La spiritualità non va confusa con la religione, e lo spiega bene lo psicoterapeuta Giacomo Dacquino nel suo nuovo libro Dove incontri l'anima (Mondadori, pp. 256, euro 19): «La religione si riferisce alla relazione con il mondo divino, mentre la spiritualità concerne lo spirito come principio immateriale, distinto dalla materia». La dimensione spirituale è costitutiva nell'uomo, è comune agli atei e ai credenti, e la psicanalisi lavora su di essa, perché ci sono problemi psicologici ed esistenziali che non si risolvono con i farmaci: «Non mi sono mai illuso», dichiara Dacquino, «di risolvere i conflitti profondi dei miei pazienti con una semplice terapia farmacologica».
La buona formazione cattolica dell'autore (che ha scritto anche una biografia di don Bosco) gli consente di affrontare correttamente anche questioni border line. Per esempio, scrive: «La psicoanalisi, spesso accusata con superficiale disinvoltura di annullare la fede, conduce il paziente oltre che alla salute psichica anche verso una devozione matura. Molti credenti analizzati testimoniano infatti di "non aver perso la fede", ma di averla purificata dalle scorie del loro infantilismo». Il punto, infatti, è di passare da una spiritualità immatura a una spiritualità matura, dato che «le caratteristiche di una spiritualità sana sono quelle virtù umane che aiutano a rispettare gli altri, essere fedeli agli impegni presi, curare la famiglia e non dedicarsi a certi pseudodoveri che permettono di sottrarsi ai doveri autentici». Tutto ciò, peraltro, non è facile in una società «che ha sostituito il principio di causalità con quello di casualità, per cui le persone hanno perso quella dignità e quell'etica che garantiscono il rispetto di sé stessi e degli altri».
La spiritualità matura può essere posseduta sia dall'ateo sia dal credente, «anche se la fede nella dottrina cristiana non è soltanto la conseguenza di una maturità psicologica ma frutto dei doni dello Spirito Santo, dell'azione della Grazia, cioè di quel misterioso lavoro che Dio svolge direttamente con le sue iniziative, attraverso la comunità, attraverso "i segni dei tempi"». Pertanto, «quando lo psichiatra assiste alla trasformazione da religiosità a credenza per l'aggancio a un credo specifico, da esploratore della psiche si trasforma in umile spettatore di questo processo».
Parole chiare Dacquino usa anche a proposito di matrimonio e di celibato, «che non sono in antagonismo, ma sono due livelli distinti dello sviluppo evolutivo dell'Eros». Pertanto, «possono raggiungere un buon equilibrio psicofisiologico sia l'individuo che ha un'attività affettivo-sessuale, sia quello che vive in completa castità, quando tali situazioni siano determinate non da motivazioni nevrotiche ma da scelte derivanti da maturità psicologica».

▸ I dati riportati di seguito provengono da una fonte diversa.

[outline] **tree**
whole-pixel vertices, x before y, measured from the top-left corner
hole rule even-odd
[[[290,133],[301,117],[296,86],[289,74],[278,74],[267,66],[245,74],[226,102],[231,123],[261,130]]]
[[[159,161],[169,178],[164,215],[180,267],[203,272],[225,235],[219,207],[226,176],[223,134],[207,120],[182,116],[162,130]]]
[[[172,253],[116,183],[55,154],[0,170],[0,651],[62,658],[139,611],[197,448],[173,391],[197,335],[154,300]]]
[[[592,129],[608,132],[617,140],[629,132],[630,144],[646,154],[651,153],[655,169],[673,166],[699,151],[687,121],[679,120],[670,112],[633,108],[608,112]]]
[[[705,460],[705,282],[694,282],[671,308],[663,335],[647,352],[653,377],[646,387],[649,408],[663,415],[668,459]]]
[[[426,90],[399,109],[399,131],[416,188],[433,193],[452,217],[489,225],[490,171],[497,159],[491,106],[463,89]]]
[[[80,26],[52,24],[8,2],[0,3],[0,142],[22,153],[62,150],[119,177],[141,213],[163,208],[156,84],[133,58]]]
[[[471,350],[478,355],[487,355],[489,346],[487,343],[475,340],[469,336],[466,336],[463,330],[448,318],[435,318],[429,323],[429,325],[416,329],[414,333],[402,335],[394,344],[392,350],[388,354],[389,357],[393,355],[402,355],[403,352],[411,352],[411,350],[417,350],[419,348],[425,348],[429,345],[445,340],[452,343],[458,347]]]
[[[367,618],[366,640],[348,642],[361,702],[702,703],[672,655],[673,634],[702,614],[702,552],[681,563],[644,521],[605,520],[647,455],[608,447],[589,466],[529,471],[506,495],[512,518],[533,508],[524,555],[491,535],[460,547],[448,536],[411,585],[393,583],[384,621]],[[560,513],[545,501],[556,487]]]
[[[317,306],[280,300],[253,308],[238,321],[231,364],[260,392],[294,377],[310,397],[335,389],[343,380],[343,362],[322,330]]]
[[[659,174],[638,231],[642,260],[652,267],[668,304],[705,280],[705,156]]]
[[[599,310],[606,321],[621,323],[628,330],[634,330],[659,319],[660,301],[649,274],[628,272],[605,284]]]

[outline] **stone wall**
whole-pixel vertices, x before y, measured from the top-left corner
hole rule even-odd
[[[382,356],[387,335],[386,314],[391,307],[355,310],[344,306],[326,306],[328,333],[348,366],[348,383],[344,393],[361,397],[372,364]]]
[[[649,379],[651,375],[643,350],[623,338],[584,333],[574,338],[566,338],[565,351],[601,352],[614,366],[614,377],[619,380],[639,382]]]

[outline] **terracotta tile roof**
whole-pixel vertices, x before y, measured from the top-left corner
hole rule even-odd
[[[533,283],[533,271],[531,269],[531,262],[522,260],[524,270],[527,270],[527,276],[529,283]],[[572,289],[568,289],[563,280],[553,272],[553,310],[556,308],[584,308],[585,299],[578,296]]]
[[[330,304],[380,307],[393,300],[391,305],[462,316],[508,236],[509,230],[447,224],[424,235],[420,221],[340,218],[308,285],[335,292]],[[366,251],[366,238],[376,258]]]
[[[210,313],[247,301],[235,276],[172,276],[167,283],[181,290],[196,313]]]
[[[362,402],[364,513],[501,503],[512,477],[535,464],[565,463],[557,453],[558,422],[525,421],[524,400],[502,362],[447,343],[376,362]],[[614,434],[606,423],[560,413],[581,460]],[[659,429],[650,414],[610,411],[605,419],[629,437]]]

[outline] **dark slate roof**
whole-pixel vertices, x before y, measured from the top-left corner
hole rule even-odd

È sempre questione di maturità: «Ognuno porta dentro le sue ansie e, per liberarsene, deve individuarne l'origine. Più se ne comprendono le cause più si è liberi; le persone più serene sono quelle che hanno preso coscienza anche delle loro parti negative e, accettandole, hanno potuto controllarle, dominarle, migliorarle».
Un non minore vantaggio di leggere i libri di psicologi e di psichiatri è quello di imparare parole nuove, per esempio "alessitimia": «L'alessitimia, letteralmente "emozione senza parole" o "mancanza di parole per esprimere l'emozione", corrisponde a una specie di anestesia emotiva che impedisce di riconoscere le proprie emozioni (gioia, dolore, rabbia ecc.) e di comunicarle. Ne è affetto l'adulto tendente alla passività, alla dipendenza, all'imitazione, incapace di immaginazione e di produrre fantasie, limitato nel vocabolario affettivo e quindi con ridotta capacità sintonica ed empatica». Una volta o l'altra bisognerà scrivere un trattato anche sull'uso terapeutico del dizionario.